Continuity of $f(x,y) = \begin{cases} xy & \text{if} \ xy >0 \\ 0 & \text{if} \ xy \leq 0 \end{cases}$

Question

Where is the following function continuous on $\mathbb{R}^2$?

$f(x,y) = \begin{cases} xy & \text{if} \ xy >0 \\ 0 & \text{if} \ xy \leq 0 \end{cases}$

Is it continuous on positive values of $x$ and $y$?

Answer 1

Clearly, both $xy$ and $0$ are continuous functions, hence $f(x,y)$ is continuous for $xy > 0$ and $xy \leq 0.$ Our main concern here is what happens when we transition from $f(x, y) = xy$ to $f(x, y) = 0.$ Observe that this occurs precisely when the sign of $x$ or $y$ changes.

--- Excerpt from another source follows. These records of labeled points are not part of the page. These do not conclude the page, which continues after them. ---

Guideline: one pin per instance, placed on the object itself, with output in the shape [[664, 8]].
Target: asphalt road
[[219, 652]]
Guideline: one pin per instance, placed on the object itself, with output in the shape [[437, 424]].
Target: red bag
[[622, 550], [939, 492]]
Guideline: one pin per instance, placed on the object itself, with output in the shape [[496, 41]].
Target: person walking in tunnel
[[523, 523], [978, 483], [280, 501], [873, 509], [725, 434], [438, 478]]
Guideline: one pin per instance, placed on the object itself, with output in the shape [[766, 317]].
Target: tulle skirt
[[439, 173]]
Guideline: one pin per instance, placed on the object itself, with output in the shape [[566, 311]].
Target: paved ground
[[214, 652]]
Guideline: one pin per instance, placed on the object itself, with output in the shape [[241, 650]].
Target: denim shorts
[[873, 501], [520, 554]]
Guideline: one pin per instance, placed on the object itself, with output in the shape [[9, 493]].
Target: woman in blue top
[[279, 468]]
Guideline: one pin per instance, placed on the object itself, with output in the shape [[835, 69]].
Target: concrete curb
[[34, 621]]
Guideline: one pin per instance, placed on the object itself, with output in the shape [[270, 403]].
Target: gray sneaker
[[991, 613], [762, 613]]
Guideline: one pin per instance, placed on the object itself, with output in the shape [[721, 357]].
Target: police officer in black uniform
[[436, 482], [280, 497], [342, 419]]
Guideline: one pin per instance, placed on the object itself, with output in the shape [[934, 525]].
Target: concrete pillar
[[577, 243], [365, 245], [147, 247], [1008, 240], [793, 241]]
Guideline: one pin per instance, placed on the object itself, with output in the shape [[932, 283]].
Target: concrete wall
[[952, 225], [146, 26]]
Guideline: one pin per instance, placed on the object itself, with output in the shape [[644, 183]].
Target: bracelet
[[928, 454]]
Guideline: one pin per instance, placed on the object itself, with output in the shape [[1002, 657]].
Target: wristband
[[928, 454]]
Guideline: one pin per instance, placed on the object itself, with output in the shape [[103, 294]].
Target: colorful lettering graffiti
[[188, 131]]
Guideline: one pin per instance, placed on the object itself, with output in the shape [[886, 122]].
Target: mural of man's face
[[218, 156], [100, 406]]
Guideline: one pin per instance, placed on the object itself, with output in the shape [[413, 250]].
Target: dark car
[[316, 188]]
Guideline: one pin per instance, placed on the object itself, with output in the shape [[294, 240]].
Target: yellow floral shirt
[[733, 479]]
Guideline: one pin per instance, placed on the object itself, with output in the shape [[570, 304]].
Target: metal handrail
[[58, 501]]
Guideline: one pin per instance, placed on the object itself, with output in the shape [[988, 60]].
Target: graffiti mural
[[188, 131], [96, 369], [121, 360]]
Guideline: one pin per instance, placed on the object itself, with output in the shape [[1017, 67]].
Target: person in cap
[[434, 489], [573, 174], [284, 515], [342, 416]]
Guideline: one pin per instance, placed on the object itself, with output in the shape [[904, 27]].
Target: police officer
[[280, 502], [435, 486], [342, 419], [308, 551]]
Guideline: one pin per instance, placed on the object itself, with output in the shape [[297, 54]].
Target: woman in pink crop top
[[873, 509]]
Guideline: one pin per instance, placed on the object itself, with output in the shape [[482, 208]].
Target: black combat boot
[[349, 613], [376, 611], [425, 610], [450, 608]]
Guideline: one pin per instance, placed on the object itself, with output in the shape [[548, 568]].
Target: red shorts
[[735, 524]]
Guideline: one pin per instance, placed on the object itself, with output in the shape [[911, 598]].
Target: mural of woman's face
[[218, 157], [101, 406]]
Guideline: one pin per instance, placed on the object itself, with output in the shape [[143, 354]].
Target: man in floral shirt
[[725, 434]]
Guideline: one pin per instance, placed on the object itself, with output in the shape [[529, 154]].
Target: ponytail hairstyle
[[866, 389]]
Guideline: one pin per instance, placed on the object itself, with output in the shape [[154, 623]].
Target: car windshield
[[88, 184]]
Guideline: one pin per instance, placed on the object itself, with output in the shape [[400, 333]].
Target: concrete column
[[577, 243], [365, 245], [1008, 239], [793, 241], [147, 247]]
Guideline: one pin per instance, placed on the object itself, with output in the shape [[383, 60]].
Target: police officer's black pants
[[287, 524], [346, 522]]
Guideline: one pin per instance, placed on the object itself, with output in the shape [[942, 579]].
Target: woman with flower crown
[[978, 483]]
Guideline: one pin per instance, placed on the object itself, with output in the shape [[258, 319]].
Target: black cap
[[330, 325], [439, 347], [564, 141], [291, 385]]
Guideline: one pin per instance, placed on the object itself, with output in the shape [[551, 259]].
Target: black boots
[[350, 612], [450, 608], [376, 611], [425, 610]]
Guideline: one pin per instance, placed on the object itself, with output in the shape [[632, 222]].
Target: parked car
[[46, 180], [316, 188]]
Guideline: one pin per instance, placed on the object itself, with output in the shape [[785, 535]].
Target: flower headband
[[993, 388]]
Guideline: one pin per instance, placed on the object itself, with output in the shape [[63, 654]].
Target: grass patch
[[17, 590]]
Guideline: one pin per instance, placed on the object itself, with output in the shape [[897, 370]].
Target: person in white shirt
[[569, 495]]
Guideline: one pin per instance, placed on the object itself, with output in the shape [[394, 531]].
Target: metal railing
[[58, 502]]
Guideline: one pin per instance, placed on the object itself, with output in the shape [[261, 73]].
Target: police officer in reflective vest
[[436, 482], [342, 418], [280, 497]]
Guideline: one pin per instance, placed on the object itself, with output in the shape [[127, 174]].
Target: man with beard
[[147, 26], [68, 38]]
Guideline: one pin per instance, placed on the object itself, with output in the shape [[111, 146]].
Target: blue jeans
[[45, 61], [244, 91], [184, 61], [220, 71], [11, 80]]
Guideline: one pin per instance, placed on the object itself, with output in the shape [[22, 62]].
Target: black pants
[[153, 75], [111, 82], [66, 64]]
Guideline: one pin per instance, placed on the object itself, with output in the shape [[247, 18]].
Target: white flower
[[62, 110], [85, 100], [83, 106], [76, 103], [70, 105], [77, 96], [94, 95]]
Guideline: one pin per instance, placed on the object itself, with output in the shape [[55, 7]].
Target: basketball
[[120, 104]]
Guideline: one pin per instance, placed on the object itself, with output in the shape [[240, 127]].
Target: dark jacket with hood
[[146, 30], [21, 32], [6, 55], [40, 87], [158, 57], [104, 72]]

Explicitly, we have that $xy > 0$ if and only if $x, y > 0$ or $x, y < 0,$ and likewise, we have that $xy \leq 0$ if and only if $x \leq 0$ and $y > 0$ or $x > 0$ and $y \leq 0,$ so when the sign of $x$ or $y$ changes, then $f(x, y)$ changes.

But in order for either $x$ or $y$ to change sign, there must exist a neighborhood in which $|x|$ or $|y|$ is arbitrarily small, hence the distance $|xy - 0|$ must be arbitrarily small, i.e., $f(x, y)$ is continuous.